Competing interests: None declared

1. Calman K, Hine DA. Policy Framework for Commissioning Cancer Services. London, DoH, 1995.
2. DoH. The NHS Cancer Plan: A plan for investment, a plan for reform. London, DoH, 2000.
3. NICE. Guidance on Cancer Services: Improving Supportive and Palliative Care for Adults with Cancer. London, NICE, 2004. (accessed 22 October 2009).
4. Mayer D, O'Connor L. Rehabilitation of persons with cancer: an ONS position statement. Oncol Nurs Forum 1989; 16: 433.
5. National Cancer Action Team, National Cancer Peer Review Programme, Manual for Cancer Services; Rehabilitation Measures, 2008.  (accessed 7 October 2009).
6. Fulfilling Lives; Rehabilitation in Palliative Care. London, National Council for Hospice and Specialist Palliative Care Services, 2000.
7. Dietz JH. Rehabilitation Oncology. New York, John Wiley, 1981.
8. Cheville A. Rehabilitation of patients with advanced cancer. Am Cancer Soc 2001: 92, 1039-48.
9. DoH. Cancer Reform Strategy: Living with and beyond cancer. London, DoH, 2007.
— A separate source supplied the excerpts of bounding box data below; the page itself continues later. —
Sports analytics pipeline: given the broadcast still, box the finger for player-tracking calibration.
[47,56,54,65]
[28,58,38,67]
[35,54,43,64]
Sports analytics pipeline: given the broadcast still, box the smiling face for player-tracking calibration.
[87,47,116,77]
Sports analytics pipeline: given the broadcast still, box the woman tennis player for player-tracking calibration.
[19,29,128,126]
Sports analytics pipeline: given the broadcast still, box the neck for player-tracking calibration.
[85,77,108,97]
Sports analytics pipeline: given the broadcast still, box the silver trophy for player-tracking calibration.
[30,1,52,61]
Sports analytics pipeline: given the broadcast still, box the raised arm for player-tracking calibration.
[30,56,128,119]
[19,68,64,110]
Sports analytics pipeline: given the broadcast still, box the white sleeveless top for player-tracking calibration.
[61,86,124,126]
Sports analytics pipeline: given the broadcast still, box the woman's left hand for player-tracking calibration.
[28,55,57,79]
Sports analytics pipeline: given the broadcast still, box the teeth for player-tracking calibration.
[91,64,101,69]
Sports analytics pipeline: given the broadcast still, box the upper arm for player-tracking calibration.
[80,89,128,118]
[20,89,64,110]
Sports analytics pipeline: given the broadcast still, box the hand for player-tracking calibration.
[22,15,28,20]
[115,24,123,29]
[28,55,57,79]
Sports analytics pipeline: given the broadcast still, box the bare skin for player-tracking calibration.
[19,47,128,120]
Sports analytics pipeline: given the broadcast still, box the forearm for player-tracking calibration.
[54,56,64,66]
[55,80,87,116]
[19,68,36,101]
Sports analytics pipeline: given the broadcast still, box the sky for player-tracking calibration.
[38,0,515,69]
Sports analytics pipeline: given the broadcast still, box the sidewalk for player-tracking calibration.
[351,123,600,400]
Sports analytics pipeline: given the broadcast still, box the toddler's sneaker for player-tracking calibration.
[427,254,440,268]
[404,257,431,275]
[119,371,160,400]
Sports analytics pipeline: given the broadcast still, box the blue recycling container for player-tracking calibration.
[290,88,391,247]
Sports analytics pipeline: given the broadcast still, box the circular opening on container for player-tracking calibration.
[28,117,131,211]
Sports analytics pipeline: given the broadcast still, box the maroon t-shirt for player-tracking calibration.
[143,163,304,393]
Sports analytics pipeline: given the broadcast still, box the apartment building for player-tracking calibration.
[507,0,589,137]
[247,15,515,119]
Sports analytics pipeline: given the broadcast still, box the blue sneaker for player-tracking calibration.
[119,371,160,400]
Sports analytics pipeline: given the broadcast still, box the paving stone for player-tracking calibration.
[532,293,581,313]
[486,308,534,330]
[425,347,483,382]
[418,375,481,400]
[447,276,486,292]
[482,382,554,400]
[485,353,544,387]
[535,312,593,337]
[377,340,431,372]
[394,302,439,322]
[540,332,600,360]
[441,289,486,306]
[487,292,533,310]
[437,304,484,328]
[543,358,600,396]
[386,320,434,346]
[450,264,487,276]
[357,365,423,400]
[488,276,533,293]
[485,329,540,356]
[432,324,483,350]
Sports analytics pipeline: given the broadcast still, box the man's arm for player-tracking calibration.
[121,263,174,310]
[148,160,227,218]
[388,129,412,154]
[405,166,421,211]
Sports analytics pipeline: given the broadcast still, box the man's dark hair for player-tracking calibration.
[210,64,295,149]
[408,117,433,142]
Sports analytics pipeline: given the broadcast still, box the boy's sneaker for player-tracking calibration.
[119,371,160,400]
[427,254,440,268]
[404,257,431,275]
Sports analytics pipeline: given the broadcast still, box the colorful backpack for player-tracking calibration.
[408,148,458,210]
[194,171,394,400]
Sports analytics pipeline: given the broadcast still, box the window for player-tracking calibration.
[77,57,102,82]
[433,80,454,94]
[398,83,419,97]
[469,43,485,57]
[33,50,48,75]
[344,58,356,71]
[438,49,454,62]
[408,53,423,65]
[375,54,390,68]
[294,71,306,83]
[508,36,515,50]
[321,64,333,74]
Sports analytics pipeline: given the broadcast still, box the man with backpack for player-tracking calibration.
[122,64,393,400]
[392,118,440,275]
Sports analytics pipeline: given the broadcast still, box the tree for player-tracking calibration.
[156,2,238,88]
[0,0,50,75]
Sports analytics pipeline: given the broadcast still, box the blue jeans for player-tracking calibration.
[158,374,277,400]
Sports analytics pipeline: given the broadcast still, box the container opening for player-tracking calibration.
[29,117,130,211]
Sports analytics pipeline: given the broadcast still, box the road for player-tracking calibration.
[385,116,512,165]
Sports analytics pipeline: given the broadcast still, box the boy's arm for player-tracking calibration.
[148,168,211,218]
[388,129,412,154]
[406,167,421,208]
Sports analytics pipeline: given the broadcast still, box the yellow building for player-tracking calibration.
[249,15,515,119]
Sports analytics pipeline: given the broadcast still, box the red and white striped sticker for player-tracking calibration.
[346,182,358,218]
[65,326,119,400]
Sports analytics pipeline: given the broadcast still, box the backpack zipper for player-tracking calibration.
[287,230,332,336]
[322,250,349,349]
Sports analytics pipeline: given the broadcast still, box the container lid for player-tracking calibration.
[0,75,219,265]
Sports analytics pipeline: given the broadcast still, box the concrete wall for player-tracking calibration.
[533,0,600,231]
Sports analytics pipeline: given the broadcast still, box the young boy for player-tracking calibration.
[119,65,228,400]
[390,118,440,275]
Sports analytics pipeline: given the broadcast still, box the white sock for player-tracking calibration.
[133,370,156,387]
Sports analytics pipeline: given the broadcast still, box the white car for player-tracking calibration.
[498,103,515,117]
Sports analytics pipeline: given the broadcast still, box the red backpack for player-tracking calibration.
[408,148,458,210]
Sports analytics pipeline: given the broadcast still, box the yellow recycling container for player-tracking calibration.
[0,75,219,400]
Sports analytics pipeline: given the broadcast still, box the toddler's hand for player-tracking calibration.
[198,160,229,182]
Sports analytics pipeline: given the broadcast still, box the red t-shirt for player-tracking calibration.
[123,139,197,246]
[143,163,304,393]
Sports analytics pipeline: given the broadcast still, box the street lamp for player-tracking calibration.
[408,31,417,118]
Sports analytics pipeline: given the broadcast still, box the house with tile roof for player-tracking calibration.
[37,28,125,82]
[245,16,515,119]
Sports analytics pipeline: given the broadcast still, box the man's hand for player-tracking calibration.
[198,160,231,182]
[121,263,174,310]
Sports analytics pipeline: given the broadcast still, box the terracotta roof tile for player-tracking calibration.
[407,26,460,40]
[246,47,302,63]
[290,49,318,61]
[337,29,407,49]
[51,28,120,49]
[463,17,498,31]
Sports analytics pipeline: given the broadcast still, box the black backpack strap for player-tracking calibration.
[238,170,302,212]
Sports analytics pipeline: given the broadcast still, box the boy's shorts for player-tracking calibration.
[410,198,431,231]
10. Chait I, Glynne-Jones R, Thomas S. A pilot study exploring the effect of discharging survivors from hospital follow-up on the workload of general practitioners. Br J Gen Pract 1998; 48: 1241-3.
11. Hewitt M, Ganz PA (eds). From Cancer Patient to Cancer Survivor; Lost in Transition. American Society of Clinical Oncology and Institute of Medicine Symposium. Washington DC, National Academic Press, 2006.